E così ci disse addio, dopo una bevuta fatale, inserendosi sottovoce e in punta di piedi nel racconto planetario di una carneficina che aveva lasciato senza parole milioni di persone in ogni angolo del pianeta.

Volle testimoniare, per l’ultima volta, di essere esistita e, personalmente, interpretai quell’addio sussurrato, quasi annunciato ma senza alcuno squillo di tromba come una scelta di tempo, pur sapendo benissimo che la concomitanza dei due eventi fosse puramente casuale.

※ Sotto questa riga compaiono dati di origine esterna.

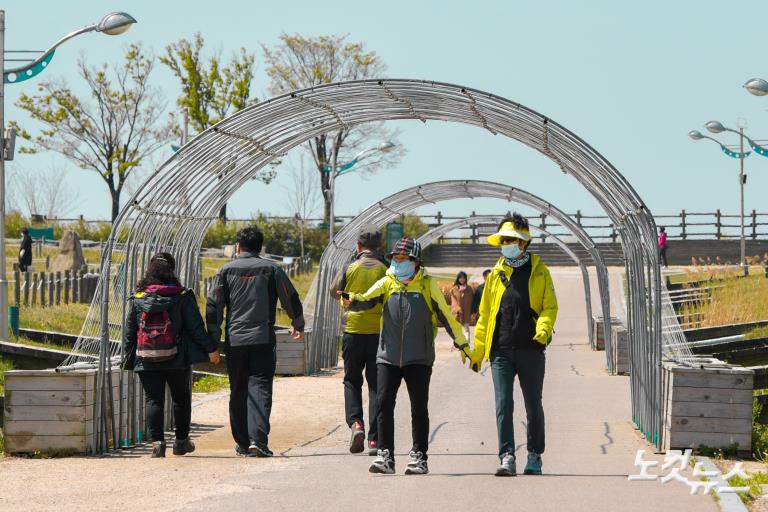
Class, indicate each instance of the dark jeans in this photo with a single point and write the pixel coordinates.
(416, 378)
(528, 365)
(359, 353)
(153, 382)
(251, 370)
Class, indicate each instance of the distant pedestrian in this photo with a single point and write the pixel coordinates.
(462, 297)
(663, 246)
(164, 336)
(479, 294)
(248, 288)
(25, 250)
(360, 340)
(412, 302)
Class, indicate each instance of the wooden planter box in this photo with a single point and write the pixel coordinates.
(620, 350)
(49, 411)
(710, 406)
(291, 354)
(598, 331)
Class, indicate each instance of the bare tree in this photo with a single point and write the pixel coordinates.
(113, 132)
(303, 198)
(300, 62)
(45, 191)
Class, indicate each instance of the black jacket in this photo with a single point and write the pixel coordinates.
(248, 288)
(187, 323)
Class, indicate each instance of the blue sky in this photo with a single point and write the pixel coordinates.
(631, 78)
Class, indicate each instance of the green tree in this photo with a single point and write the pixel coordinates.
(211, 91)
(113, 132)
(299, 62)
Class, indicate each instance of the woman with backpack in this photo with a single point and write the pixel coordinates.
(164, 336)
(412, 304)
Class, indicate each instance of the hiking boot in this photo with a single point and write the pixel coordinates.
(533, 467)
(158, 449)
(357, 440)
(417, 464)
(259, 451)
(383, 463)
(243, 452)
(507, 467)
(183, 446)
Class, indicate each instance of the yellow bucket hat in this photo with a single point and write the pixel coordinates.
(509, 230)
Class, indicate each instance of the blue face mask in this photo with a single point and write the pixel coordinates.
(511, 251)
(403, 269)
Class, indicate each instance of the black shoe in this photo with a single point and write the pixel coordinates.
(183, 446)
(243, 452)
(158, 449)
(259, 451)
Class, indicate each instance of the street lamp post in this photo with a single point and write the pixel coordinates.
(717, 127)
(112, 24)
(335, 171)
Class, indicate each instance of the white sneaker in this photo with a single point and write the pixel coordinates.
(383, 463)
(417, 464)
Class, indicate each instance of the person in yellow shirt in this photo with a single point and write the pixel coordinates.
(361, 339)
(412, 302)
(516, 320)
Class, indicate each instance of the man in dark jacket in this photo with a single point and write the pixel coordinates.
(361, 339)
(25, 251)
(248, 288)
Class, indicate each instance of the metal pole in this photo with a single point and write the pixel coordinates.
(3, 281)
(332, 186)
(742, 243)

Mi piace pensare che Amy abbia scelto di regalare la sua ultima canzone, il suo ultimo pensiero a quei ragazzi e che ora stia cantando per loro e con loro, in quell’isola chiamata Paradiso dove tanti destini si intrecciano e tante storie si ritrovano. La gioia di vivere e lo spleen, la felicità e lo strazio interiore, due misfatti diversi in tutto e per tutto eppure accomunati dalla concomitanza e dal fatto di averci costretto a ragionare, ancora una volta, su quanto possa essere effimera, e talvolta ingiusta, la vita.

Sessantanove ragazzi di vent’anni e una ragazza di ventisette: i primi vittime del disegno delirante e assassino di un farabutto il cui unico coraggio stava nelle pallottole e nel sadismo con cui le esplodeva, la seconda vittima di se stessa e della propria incapacità di vivere o, forse, di accettare il concetto stesso di vita.

Cinque anni per ricordare, per tenere viva la memoria, affinché nessun dettaglio di quei giorni vada perduto e, soprattutto, si tenga sempre a mente fin dove possono spingersi il cupio dissolvi e l’aberrazione umana, specie quando si presentano sotto forma di fragilità.